A 43 year-old man with neck pain progressing to his shoulders for 3 months.
Neck ultrasound detected a # 180x65x25mm hypoechoic mass with sludge which was anterior of the neck spine from C4-7 that noted an TB neck abscess.
X-Ray detected an anteroir mediastinal mass, damages of cervical spines and neck soft tissue lesion.
MSCT and MRI confirmed a TB abscess from C6 to T4 and damages of the body of cervical spines from C7 to T4.
TB of cervical spine is rare entity of MSK inflammation due to infected Mycobacterium tuberculosis which is the causative organism damages the body and disc of cervical spines and forms cold abscess. If untreated it could paralyze upper limbs or go out in fistula.
A 08 year-old female child with her left cloudy eye [leukocoria] from her first year of life.
Ultrasound detected left microphthalmos, left cataract and persistent hyperplastic primary vitreous [PHPV].
MSCT noted left ocular fluid in high density, while the left optic nerve and the left orbit were intact.
PHPV is synonymous with Persistent Fetal Vasculature that is the preferred term prior to Morton F. Goldberg’s 1997. PHPV is unilateral, associated with cataract. PHPV causes cloudy lense, retinal detachment, microphthalmos and strabismus.
A 55 year-old man with his left swollen face and covered in bruise post trauma for one week.

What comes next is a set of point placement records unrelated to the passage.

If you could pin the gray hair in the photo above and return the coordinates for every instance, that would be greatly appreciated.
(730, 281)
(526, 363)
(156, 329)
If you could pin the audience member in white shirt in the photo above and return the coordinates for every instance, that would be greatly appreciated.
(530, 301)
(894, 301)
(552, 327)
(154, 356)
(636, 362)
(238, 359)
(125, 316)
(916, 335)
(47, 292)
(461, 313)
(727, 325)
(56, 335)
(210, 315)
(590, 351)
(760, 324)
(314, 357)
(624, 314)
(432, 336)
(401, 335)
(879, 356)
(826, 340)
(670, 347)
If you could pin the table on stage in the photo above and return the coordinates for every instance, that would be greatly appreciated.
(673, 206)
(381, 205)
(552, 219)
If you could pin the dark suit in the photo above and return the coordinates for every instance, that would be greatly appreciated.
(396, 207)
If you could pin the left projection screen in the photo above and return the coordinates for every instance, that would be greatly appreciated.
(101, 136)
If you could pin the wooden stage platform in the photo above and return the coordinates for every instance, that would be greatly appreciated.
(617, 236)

Ultrasound detected edema and hematoma of facial soft tissue with dimension #42x27x22mm. Then Doppler ultrasound revealed aliasing sign of the left facial artery which was in high velocity Vmax # 165 cm/sec, and having to and pro flow pattern.

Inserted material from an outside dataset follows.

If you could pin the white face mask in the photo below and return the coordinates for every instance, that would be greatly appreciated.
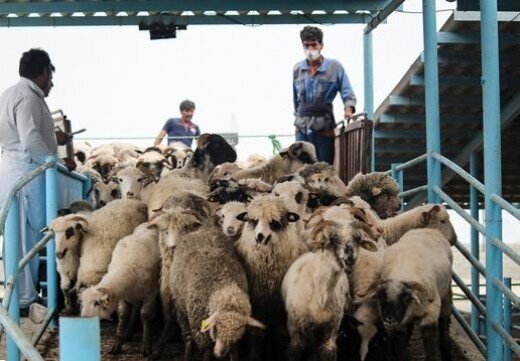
(312, 55)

MSCT confirmed the # 30x14cm left facial arterial pseudoaneuvrysm, lumen:14.4mm with its wall thickening #15 mm.
Stenting the left facial artery to solve its pseudoaneuvrysm.
Ultrasound with Doppler technic in first line may detect the vascular damage in case of trauma of the soft tissue.
Two cases one 57 year-old woman and one 38 year-old mam with loss weight and epigastric pain in fail of treatment as gastritis.
Ultrasound detected thickening of the cardia wall and metastase lymph nodes.
MSCT confirmed the cardia cancer but anapath result noted gastritis with infected HP of one case.
Case 01: Woman 57 year-old epigastric pain, nausea and loss of 7kg for 2 months.
Ultrasound deftected metastase lymph nodes #15-10m close by stomach and upper GI endoscopy noted cardia cancer. Biopsy result was carcinoma invaded the esophagus. The female patient died in hospital as the end stage.
Case 02: A 38 year-old man with epigastric pain, GERD, and loss of 10 kg of weight fof 4 months.
MSCT and endiscopy confirmed cardia cancer.
But results of 2 times biopsy were chronic gastritis.
At the third biopsy via endoscopy the result was the poorly differentiated adenocarcinoma invaded the esophagus.